As more tennis players begin to recognize the value of big data, some professionals, including longtime instructor Warren Pretorius, have succeeded in monetizing analytics services. Pretorius played college tennis at Weber State University in Utah and later became a tennis consultant for Dartfish, a Swiss video-analysis company that once worked with Billy Beane of “Moneyball” fame, among many other clients.

These days, Pretorius runs Tennis Analytics, a service that, like IBM, combines statistical analysis with actual match film. Pretorius’ past list of professional clients includes Novak Djokovic, Maria Sharapova and Grigor Dmitrov. He also works with several NCAA tennis programs, and with Kleger and Rubin at the John McEnroe Tennis Academy.

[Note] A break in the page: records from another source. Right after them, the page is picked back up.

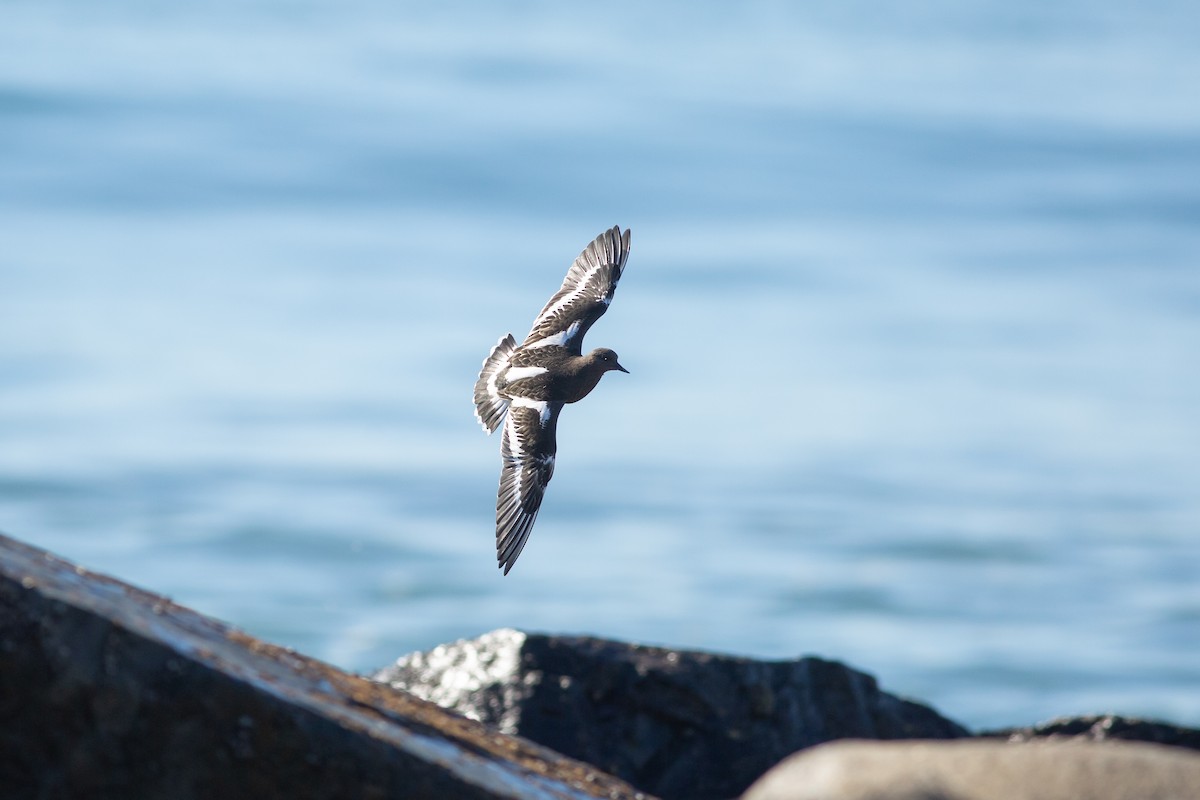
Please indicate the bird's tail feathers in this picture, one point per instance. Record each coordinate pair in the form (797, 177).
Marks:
(490, 405)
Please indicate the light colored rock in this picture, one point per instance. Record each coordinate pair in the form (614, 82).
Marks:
(983, 770)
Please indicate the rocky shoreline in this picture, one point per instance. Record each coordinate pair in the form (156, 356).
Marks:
(108, 691)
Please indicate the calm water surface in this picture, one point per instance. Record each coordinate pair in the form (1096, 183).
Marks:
(912, 317)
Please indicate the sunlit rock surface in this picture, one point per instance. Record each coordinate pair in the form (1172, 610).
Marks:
(108, 691)
(672, 722)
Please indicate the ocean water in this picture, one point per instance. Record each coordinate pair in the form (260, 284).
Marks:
(912, 318)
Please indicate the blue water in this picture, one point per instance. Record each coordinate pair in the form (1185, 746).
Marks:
(912, 317)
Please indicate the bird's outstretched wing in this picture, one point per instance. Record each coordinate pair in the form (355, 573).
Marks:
(586, 294)
(527, 463)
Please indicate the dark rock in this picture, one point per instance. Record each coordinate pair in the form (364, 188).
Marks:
(107, 691)
(672, 722)
(983, 770)
(1107, 727)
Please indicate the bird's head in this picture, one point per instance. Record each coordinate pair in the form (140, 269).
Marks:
(607, 359)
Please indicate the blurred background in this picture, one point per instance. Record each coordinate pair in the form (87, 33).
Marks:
(912, 317)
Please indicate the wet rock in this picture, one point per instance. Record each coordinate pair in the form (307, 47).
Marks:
(107, 691)
(672, 722)
(983, 770)
(1107, 727)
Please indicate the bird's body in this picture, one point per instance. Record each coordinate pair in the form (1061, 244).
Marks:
(532, 382)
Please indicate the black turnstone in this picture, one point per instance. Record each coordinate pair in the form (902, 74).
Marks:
(534, 380)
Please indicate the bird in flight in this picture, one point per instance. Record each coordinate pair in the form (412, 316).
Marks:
(533, 380)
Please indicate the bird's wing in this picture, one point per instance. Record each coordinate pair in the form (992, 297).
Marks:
(586, 294)
(527, 463)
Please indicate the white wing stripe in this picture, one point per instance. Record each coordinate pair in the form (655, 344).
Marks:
(568, 299)
(517, 373)
(557, 340)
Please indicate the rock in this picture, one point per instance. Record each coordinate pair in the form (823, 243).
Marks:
(672, 722)
(107, 691)
(1107, 727)
(983, 770)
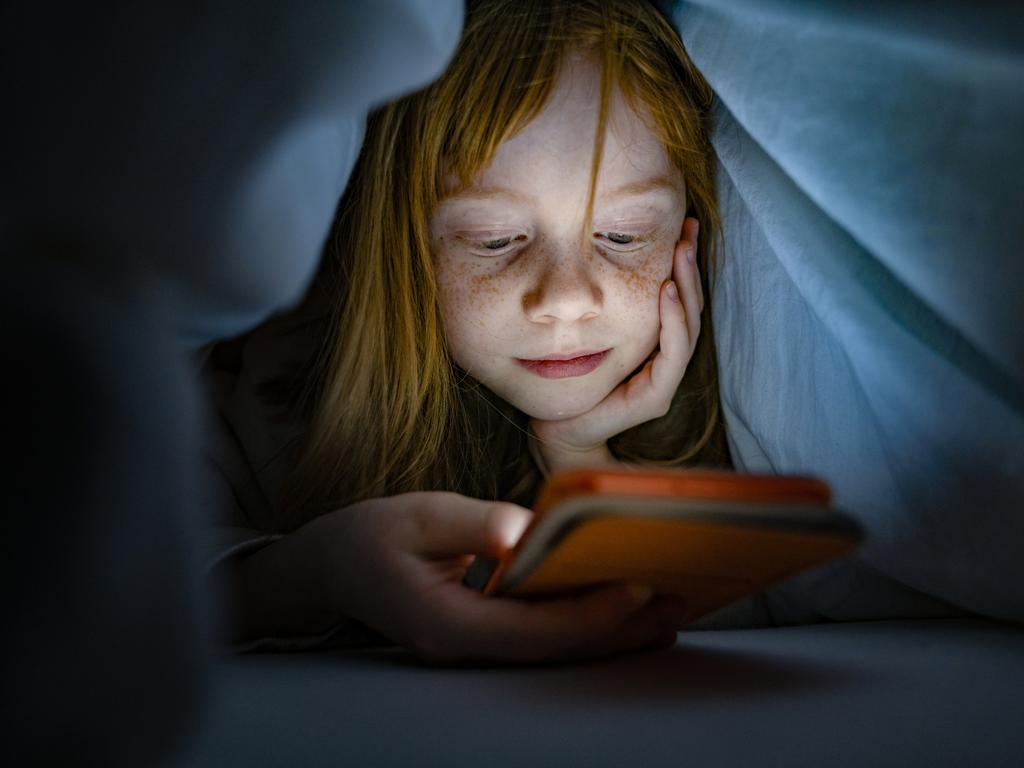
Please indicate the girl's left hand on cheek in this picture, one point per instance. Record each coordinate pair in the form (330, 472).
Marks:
(648, 394)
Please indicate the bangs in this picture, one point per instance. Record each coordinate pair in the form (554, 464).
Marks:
(503, 74)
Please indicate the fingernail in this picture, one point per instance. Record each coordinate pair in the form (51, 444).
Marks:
(640, 593)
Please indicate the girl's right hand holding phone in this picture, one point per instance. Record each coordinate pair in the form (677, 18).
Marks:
(396, 564)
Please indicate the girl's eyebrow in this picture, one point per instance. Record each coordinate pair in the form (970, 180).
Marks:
(631, 189)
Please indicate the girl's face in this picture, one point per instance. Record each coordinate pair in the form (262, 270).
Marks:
(520, 281)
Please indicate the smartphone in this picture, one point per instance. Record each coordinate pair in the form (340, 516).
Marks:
(709, 537)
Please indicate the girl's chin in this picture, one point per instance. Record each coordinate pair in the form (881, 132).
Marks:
(550, 410)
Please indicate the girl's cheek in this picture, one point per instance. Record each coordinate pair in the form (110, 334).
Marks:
(642, 282)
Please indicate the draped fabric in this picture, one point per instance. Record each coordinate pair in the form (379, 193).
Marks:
(868, 316)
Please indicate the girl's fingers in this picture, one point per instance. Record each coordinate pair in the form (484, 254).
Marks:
(448, 524)
(521, 631)
(687, 278)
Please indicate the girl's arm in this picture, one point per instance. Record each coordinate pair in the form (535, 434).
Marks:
(396, 564)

Pretorius works with a staff of 12, including three full-time employees, to log countless hours of tennis footage into databases for his clients. Rather than sitting through an entire three-hour match, coaches can simply view footage sorted by whatever mind-bogglingly specific parameters they wish.

“They can say, ‘I want to take a look at all the 30-0 points where my player served a second serve wide and the return was cross-court and short. I just want to see those points.’ And they can view just that,” Pretorius said.

Tennis Analytics also implements expansive quality-control checks to ensure the accuracy of the information it provides to clients, Pretorius said. Would-be employees of the company have to achieve 97 percent accuracy on a collection of “control matches,” correctly identifying instances such as forehand winners and unforced errors, before they are allowed to assess client data.

Analysis of this depth can be expensive, even though Pretorius argues Tennis Analytics is actually one of the cheaper services on the market. Most NCAA schools operate on razor-thin athletic budgets, with many reliant on public subsidies to survive. In that environment, it can be difficult to justify paying thousands of dollars for video software.

College teams can buy 200 hours of video analysis for $11,650. Individual player rates run $555 for 10 hours. Services for professional players or tennis academies, which often ask for data on an even deeper level, are more expensive, but Pretorius would not discuss specifics.

At John McEnroe Tennis Academy, Kleger said the video analysis data is simply too expensive to be purchased for use on every single player. The academy is still trying to figure out how best to use its resources, to weigh the costs of programs like Tennis Analytics against their demonstrable on-court benefits. Right now, top players like Rubin, who turned pro earlier this summer, are given priority.

“As the game progresses, the margins between players have become so minute that every little edge that you can get is going to be important,” Kleger said. “I think analytics are going to be a big part of that.”